Off The Pitch Gossips
FIFA’s U-turn on water bottle farce shows exactly what this World Cup is really about
Last Updated on 7 June 2026
The World Cup 2026 is already under fire. Extortionate ticket prices, logistical chaos, and political interference have all made headlines. Yet somehow, FIFA still managed to find new ways to embarrass itself.
Days before kick-off, the governing body quietly banned fans from bringing water bottles into stadiums, during a summer tournament, in North American heat. It took politicians, fan groups, and a global backlash to force a U-turn.
Even then, FIFA only went halfway for the World Cup 2026.
The water-bottle debacle: A ban so bad it took politicians to kill it
Originally, FIFA permitted fans to carry empty, transparent reusable bottles of up to one litre into venues. Then, on June 2, it simply scrapped that policy. No fanfare. No explanation beyond vague “safety and security” language.
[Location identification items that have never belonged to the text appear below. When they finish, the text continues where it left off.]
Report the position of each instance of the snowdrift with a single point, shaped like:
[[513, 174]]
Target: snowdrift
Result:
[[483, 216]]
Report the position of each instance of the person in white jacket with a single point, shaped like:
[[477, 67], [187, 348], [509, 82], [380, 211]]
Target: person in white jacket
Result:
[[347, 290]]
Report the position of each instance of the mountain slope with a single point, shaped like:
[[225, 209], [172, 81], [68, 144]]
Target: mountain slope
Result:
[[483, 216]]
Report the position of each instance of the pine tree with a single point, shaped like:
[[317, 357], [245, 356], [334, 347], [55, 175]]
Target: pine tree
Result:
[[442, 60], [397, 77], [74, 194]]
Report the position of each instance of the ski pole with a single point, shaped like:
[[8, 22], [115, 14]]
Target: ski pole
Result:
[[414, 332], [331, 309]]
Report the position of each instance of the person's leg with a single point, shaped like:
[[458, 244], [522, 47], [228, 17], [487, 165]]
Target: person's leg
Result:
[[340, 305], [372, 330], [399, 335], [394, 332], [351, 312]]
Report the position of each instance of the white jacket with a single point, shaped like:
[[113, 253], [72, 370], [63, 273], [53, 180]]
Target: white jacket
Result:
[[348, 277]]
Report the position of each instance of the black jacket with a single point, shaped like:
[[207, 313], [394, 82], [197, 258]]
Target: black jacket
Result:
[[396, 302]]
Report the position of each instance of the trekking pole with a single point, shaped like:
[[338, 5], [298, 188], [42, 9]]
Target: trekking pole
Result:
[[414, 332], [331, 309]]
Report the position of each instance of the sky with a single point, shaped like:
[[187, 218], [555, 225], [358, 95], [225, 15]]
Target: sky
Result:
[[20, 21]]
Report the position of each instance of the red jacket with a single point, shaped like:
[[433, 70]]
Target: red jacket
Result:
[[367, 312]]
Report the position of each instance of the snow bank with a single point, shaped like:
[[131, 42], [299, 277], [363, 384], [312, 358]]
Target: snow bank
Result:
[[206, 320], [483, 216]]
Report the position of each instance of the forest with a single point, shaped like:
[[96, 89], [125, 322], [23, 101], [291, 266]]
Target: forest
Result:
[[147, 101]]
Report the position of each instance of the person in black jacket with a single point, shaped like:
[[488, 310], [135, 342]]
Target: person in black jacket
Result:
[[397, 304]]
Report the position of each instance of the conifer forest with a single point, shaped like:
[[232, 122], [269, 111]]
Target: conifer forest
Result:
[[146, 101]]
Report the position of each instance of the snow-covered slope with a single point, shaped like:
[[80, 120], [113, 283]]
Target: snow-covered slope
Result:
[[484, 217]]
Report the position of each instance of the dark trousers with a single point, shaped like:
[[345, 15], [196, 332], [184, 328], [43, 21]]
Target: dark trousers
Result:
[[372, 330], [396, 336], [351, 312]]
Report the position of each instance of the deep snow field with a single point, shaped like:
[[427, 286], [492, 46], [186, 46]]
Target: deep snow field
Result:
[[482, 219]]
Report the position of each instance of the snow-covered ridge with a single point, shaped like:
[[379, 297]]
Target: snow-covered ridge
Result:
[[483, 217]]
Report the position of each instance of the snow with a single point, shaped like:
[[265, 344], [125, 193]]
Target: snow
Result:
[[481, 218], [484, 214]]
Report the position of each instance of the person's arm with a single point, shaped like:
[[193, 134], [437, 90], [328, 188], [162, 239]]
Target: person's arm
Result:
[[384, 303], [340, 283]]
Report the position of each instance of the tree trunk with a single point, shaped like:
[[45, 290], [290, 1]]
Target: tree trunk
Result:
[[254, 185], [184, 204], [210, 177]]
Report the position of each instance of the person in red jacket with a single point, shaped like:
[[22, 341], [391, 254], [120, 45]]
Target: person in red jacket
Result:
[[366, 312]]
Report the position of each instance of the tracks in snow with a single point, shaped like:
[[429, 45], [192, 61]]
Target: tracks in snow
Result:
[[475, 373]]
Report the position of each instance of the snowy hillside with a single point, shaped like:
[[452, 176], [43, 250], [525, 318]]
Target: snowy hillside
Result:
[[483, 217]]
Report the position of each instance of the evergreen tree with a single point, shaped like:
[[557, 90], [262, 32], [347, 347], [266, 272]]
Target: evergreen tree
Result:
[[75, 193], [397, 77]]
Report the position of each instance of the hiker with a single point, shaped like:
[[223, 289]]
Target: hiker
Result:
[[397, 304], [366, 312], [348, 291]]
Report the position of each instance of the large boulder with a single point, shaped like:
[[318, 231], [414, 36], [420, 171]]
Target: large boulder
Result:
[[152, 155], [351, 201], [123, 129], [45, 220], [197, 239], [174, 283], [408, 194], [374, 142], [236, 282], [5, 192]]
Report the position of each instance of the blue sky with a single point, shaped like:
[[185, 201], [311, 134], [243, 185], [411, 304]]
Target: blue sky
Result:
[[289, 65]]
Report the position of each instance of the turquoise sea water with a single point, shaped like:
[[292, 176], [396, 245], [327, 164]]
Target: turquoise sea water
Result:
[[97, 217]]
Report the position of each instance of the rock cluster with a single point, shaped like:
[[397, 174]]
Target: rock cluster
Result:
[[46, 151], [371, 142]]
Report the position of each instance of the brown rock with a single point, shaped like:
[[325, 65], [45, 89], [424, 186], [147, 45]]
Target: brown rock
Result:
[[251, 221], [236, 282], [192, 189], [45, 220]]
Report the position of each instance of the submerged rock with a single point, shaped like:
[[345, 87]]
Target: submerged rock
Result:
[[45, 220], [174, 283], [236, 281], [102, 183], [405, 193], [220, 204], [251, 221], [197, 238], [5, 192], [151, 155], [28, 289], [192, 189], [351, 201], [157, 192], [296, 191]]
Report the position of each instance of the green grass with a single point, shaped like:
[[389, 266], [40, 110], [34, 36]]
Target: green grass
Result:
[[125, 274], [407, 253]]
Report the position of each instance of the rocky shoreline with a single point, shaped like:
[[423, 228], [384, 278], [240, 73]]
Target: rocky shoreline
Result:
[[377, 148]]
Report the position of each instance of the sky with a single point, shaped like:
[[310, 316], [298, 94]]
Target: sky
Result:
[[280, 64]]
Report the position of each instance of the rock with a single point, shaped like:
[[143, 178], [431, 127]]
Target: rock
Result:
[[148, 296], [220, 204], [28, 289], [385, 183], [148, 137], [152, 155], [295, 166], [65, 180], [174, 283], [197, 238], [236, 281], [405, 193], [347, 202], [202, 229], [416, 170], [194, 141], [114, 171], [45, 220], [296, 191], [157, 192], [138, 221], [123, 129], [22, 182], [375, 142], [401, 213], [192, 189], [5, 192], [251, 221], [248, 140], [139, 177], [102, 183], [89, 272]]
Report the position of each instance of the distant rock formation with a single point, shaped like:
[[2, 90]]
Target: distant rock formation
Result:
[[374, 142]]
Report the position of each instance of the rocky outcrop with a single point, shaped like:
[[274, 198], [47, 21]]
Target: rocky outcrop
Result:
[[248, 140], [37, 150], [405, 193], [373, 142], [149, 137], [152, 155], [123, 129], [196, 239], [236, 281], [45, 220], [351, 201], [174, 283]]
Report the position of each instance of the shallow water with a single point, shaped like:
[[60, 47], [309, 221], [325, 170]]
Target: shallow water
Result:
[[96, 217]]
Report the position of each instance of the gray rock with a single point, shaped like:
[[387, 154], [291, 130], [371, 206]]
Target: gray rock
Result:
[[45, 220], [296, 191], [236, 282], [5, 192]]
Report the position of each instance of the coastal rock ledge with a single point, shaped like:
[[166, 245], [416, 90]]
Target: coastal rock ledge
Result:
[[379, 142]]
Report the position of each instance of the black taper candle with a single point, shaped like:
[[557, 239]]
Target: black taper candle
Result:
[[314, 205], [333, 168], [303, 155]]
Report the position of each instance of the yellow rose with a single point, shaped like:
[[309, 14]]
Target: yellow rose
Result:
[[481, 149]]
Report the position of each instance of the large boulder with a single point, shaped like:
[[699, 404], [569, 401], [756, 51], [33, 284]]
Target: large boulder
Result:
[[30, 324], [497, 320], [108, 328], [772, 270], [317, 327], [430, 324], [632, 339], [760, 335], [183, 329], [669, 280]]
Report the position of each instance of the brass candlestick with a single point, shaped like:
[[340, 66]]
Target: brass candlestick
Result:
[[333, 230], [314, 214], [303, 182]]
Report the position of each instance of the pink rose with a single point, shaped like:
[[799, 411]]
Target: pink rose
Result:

Suddenly, fans heading into open-air stadiums, some waiting hours before kick-off in extreme heat, had no way to bring their own water. The backlash was immediate. Toronto Mayor Olivia Chow, whose city hosts six matches, called it a “pure money grab.”
New York Mayor Zohran Mamdani warned that fans should never “fear being priced out of being hydrated” as per Al Jazeera. UK Prime Minister Keir Starmer went further. He called the decision flat-out “wrong” and said it was “about making money.” He was right.
Without personal bottles, fans would have had no choice but to buy water inside the stadium, at prices FIFA itself admitted would “remain consistent with other events held at each stadium.” At a World Cup, that is not a reassurance. That is a warning.
FIFA’s U-turn that was not quite a U-turn
Eventually, FIFA caved. It announced that fans could bring one sealed, disposable, 20oz (590ml) plastic bottle into venues in the US and Canada. Reusable bottles, however, remained banned. So fans still cannot refill. They still cannot bring a full litre.
And Mexico’s stadiums received no updated guidance at all. Mamdani welcomed the reversal, along with his move on $50 tickets but the bigger picture remains damning. FIFA introduced a dangerous policy less than two weeks before a major tournament.
It took heads of state to reverse it. And even then, the governing body kept restrictions that serve commercial interests over fan welfare. This was not an administrative oversight. It was a trial balloon: floated quietly, hoping nobody would notice. People noticed.
That FIFA needed external pressure to do the obvious right thing says everything about where its priorities actually lie. The tournament starts June 11. The dysfunction, clearly, already has.